Богдан Красавин – не зря Красавин, и дело не в чертах лица и потрясающей фигуре. Парень настолько яркий, раскованный, что свобода и обаяние сочатся из него неудержимым потоком, как и сексуальность. Такая дикая, необузданная, манящая, затмевающая все вокруг настолько, что я даже не сразу понимаю, что меня ловят с поличным.

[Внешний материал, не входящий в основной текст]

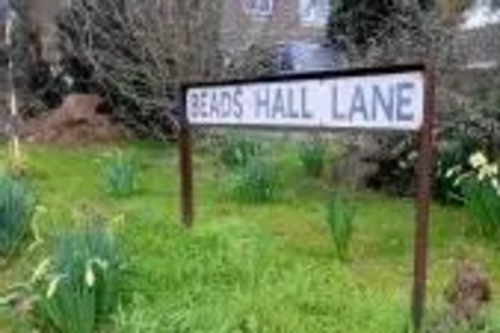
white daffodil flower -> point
(478, 160)
(495, 184)
(491, 170)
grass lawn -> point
(243, 268)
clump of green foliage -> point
(120, 174)
(16, 212)
(237, 150)
(340, 219)
(256, 182)
(79, 287)
(312, 155)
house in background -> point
(479, 39)
(294, 31)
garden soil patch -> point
(76, 122)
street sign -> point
(400, 98)
(377, 101)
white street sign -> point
(375, 101)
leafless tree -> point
(146, 49)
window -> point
(481, 14)
(314, 12)
(258, 8)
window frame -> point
(256, 12)
(320, 12)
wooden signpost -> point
(397, 98)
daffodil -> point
(495, 184)
(89, 275)
(491, 170)
(478, 160)
(41, 270)
(53, 286)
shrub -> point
(255, 182)
(340, 219)
(312, 156)
(482, 195)
(120, 174)
(78, 288)
(16, 211)
(237, 150)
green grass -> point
(248, 268)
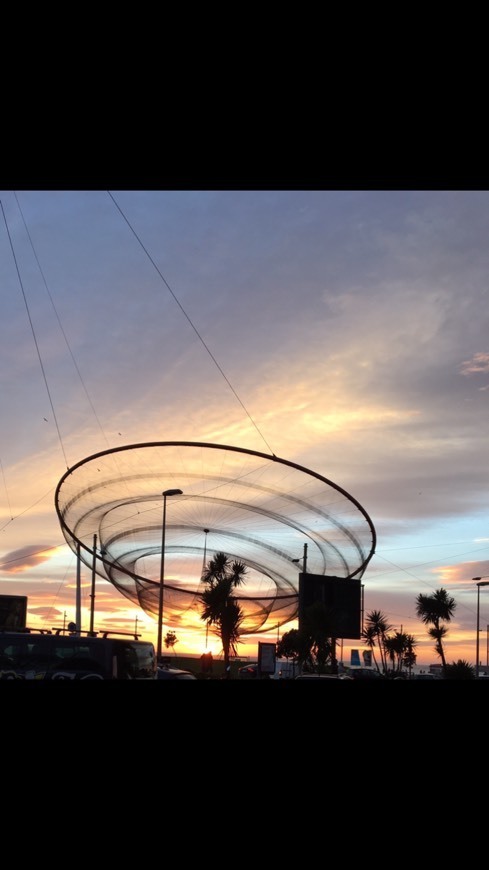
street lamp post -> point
(167, 493)
(480, 583)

Вздрагиваю испуганно, но невероятным усилием воли подавляю паническое желание отвернуться, и отвести взгляд. Это выглядело бы слишком жалко и нелепо для взрослой, абсолютно незаинтересованной, уверенной женщины, коей я себя презентую людям.
В конце концов, взрослые, уверенные женщины не поджимают трусливо хвост, а твердо держат удар.
Поэтому глаза в глаза. Упрямо, со злостью загнанного в угол и в то же время с вызовом не признающего это, человека, всем своим видом, будто говоря: “Ну, смотрю, и что? Вот что ты мне сделаешь?”.
Мальчик явно только такой реакции и ждал, приподнимает насмешливо бровь, мол: “А ты уверена, что хочешь узнать?”.
Уголки его рта едва заметно дрожат в намеке на улыбку, но он небрежно слизывает ее, пройдясь кончиком языка по чувственным губам. Этот жест неосознанный, без пошлого умысла, но меня все равно ведет.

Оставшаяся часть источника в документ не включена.